Re: [R] Question regarding reservoir volume and water level
Dear all;
Thank you for your reply.
David has explained an interesting method.
David I have DEM file of the region and I have extracted the xyz data from
that.
Also I can extract bathymetry data as xyz file.
I have calculated the storage (volume) of reservoir at the current
elevation.
But the method I have used to calculate the volume is different from your
method. I have crop DEM by the reservoir boundary and then calculate the
volume.
I would be more than happy if you please please explain more or write codes
for me how to get volume at different elevation.

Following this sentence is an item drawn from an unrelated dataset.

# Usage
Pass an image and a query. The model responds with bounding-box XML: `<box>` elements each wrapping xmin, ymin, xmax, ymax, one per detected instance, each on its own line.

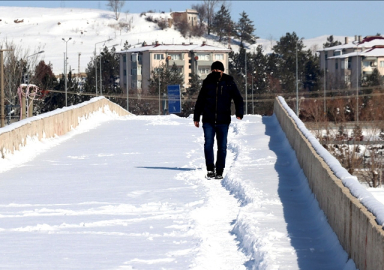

And also about the following function, especially f(Storage).
lm(Elevation~f(Storage)
Sincerely
On Tue, 9 Apr 2024, 21:26 David Stevens via R-help,
wrote:
> Water engineer here. The standard approach is to 1) get the storage vs.
> elevation data from the designers of the reservoir or, barring that, 2)
> get the bathymetry data from USBR or state DWR, or, if available, get
> the DEM data from USGS if the survey was done before the reservoir was
> built or 3) get a boat+sonar with GPS +lots of time and survey the
> bottom elevation yourself. Put the xyz data into ArcGIS and have it
> create the bottom surface, then, with several elevations, integrate the
> xyz data from Z to the bottom to find the storage. Plot the storage at
> each water surface to get an idea of the shape and then use
> lm(Elevation~f(Storage) where f(Storage) may be a cubic or quartic
> polynomial. Then double the Storage and calculate Elevation. This type
> of thing is done everyday by hydrologists.
>
> Good luck
>
> David K Stevens, PhD, PE, Professor
> Civil and Environmental Engineering
> Utah Water Research Laboratory
> Utah State University
> 8200 Old Main Hill
> Logan, UT 84322-8200
> david.stev...@usu.edu
> (435) 797-3229 (office)
>
> On 4/9/2024 8:01 AM, peter dalgaard wrote:
> > So, you know how to get volume for given water level.
> >
> > For the reverse problem, you get in trouble because of the nonlinearity
> inherent in the dependence of surface area on the level.
> >
> > I don't think there is a simple solution to this, save for mapping out
> the volume as a function of water level and solving equations for the water
> level using (say) uniroot(). Which may actually suffice for practical
> purposes.
> >
> > For small changes, finding the derivative of the relation is easy:
> d(volume) = Area * d(level) and this can be used as an approximate relation
> as long as the Area remains nearly constant.
> >
> > However generic questions like doubling the volume are impossible to
> answer without knowledge of the reservoir shape. E.g. in a cylindrical
> reservoir halving the water level also halves the volume, but in a conical
> reservoir, halving the level leaves only 1/8 of the volume.
> >
> > -pd
> >
> >
> >
> >> On 8 Apr 2024, at 05:55 , javad bayat wrote:
> >>
> >> Dear all;
> >> Many thanks for your replies. This was not homework. I apologize.
> >> Let me explain more.
> >> There is a dam constructed in a valley with the highest elevation of
> 1255
> >> m. The area of its reservoir can be calculated by drawing a polygon
> around
> >> the water and it is known.
> >> I have the Digital Elevation Model (DEM) of the region (reservoir and
> its
> >> surrounding area). I have calculated the volume of the current reservoir
> >> (7e6 m3) using the following codes.
> >> library(raster)
> >> library(terra)
> >> library(exactextractr)
> >> library(dplyr)
> >> library(sf)
> >> # Calculate volume for polygon
> >> # Read the DEM raster file
> >> r <- rast("E:/...DEM.tif")
> >> # Read the polygon shapefile
> >> p <- st_read("E:/...Dam.shp")
> >>
> >> r <- crop(r, extent(p))
> >> r <- mask(r, p)
> >>
> >> # Extract the cells in each polygon and calculate the area of each cell
> >> x <- exact_extract(r, p, coverage_area = TRUE)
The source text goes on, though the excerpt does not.